Scientific classification
- Domain: Eukaryota
- Clade: Diaphoretickes
- Clade: SAR
- Clade: Rhizaria
- Phylum: Retaria
- Subphylum: Foraminifera
- Class: Globothalamea
- Order: Globigerinida
- Superfamily: Globigerinoidea Carpenter et al., 1862
- Families: Globigerinidae Carpenter et al., 1862 ; Hastigerinidae Bolli, Loeblich & Tappan, 1957 ;

= Globigerinoidea =

Superfamily of foraminifers

Globigerinoidea is a superfamily of free-living, calcareous, planktonic foraminiferal protists that have lived in the open ocean since the Eocene. It is part of the suborder Globigerinina.

Tests are trochospiral but later chambers may be enveloping. walls are perforate with numerous small pores or fewer larger ones and the surface may be covered with narrow elongate monocrystalline spines. Apertures vary in position from interiomarginal to equatorial and may be relatively large. Secondary apertures along the sutures may also be found. Two families are included, the Globigerinidae and Hastigerinidae.
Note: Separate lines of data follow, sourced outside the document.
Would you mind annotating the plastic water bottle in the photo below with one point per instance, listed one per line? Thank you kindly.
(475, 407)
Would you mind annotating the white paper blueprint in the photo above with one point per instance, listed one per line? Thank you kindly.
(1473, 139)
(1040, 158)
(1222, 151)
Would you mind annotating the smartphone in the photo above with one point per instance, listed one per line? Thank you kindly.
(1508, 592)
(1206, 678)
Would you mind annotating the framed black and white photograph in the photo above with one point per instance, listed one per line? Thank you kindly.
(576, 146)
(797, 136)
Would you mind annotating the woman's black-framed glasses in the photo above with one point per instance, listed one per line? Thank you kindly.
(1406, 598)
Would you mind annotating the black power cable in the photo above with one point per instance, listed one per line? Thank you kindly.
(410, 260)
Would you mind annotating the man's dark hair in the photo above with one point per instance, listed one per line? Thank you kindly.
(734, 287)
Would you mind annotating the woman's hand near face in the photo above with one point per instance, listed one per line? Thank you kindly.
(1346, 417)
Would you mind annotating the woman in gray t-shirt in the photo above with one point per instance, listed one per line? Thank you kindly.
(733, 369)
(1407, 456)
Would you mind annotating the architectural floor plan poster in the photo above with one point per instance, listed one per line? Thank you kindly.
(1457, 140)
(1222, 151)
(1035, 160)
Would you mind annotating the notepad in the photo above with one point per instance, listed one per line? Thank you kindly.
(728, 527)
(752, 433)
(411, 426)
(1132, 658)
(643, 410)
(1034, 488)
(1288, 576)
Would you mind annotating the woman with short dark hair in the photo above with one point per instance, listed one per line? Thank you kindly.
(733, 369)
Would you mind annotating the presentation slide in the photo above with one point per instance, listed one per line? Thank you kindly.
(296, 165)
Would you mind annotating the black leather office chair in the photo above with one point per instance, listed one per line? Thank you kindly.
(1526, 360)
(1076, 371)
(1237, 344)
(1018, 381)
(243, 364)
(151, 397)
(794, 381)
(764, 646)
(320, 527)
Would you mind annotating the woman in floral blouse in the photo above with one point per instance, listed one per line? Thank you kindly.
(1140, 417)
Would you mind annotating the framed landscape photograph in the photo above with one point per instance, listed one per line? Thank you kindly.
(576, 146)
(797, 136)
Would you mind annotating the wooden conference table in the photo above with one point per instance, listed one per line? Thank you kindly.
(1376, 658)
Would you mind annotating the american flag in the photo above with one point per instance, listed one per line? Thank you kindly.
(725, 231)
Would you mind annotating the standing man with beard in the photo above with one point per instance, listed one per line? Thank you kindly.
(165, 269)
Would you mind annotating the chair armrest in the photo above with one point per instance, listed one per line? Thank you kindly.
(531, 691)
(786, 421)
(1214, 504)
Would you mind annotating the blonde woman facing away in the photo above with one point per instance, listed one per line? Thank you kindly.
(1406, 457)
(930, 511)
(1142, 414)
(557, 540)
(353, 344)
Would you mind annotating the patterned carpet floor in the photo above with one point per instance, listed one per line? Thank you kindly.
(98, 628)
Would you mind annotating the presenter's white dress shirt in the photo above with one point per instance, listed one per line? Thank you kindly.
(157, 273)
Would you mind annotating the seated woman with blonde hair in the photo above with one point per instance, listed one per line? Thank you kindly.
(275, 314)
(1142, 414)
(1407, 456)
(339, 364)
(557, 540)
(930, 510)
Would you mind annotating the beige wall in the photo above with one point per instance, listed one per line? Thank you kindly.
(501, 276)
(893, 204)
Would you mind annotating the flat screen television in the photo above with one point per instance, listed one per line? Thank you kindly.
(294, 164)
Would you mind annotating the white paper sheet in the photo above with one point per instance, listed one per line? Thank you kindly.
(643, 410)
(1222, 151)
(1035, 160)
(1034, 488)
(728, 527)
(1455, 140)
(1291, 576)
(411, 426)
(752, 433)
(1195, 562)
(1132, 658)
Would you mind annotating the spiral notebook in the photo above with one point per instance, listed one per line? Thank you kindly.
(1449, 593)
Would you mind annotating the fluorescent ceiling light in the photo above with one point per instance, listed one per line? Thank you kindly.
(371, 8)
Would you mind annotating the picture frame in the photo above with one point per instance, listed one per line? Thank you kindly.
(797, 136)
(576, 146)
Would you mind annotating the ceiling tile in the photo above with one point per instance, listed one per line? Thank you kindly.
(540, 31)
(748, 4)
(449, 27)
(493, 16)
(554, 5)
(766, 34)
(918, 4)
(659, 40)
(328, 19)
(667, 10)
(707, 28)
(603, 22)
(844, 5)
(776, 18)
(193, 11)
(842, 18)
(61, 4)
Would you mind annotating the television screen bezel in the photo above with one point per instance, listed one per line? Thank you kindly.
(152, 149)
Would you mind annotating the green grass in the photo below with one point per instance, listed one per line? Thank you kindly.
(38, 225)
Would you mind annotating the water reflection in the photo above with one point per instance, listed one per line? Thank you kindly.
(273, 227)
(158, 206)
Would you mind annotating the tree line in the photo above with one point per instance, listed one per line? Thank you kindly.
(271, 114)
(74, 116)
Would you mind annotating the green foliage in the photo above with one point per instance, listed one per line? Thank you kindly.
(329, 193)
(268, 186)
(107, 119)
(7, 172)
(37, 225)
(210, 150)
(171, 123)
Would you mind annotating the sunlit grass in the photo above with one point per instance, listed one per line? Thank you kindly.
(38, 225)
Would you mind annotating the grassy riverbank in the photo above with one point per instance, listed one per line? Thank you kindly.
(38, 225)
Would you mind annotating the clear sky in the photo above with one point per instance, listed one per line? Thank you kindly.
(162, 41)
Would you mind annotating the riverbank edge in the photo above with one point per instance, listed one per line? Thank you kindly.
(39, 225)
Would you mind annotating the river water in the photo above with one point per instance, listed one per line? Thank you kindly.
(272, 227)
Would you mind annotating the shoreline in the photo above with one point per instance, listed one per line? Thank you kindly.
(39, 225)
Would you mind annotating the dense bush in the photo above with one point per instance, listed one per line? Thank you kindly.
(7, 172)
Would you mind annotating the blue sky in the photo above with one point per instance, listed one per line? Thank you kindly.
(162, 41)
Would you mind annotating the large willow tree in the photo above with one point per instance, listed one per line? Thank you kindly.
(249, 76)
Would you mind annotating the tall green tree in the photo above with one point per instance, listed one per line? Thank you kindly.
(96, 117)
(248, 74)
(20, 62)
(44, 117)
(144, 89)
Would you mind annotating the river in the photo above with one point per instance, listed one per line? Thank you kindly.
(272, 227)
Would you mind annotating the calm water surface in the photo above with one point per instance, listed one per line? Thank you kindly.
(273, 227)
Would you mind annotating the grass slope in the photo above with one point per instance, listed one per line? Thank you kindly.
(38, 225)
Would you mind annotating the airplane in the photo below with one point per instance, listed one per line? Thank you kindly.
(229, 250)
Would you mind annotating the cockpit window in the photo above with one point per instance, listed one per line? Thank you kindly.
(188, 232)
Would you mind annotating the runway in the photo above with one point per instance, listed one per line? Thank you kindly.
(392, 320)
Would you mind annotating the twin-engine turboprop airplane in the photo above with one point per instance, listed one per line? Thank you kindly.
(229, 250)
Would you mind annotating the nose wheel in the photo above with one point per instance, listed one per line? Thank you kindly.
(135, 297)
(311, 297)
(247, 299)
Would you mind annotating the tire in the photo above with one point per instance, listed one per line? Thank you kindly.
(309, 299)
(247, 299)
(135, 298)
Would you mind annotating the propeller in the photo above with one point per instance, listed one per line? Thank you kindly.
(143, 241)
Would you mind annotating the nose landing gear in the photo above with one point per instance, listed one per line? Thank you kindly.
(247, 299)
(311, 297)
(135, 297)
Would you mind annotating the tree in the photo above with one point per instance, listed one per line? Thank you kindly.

The Globigerinacea, sensu Loeblich and Tappan, 1988, is essentially the Globigerinidae of Loeblich and Tappan, 1964, even though reduced in size. The Globigerinidae (L&T 1964) has a longer range, extending from the Late Cretaceous (Maastrichtian) because of the inclusion of Globorotalioides which has been moved to the Globorataliacea as Eoglobiberina. Four subfamilies are included in the Globigerinidae (L&T 1964), the Globigerininae, Sphaeroidinellinae, Capsydracinae, and Obitoidinae. The Globigerinindae is now the Globigerinidae as emended. The Sphaeroidinellinae have been incorporated into the Globigerininae, sensu Loeblich and Tappan 1988. The Capsydracinae and Obitoidinae have been removed to the Globorotaliacea, respectively as the Capsydrancidae and Candeinidae.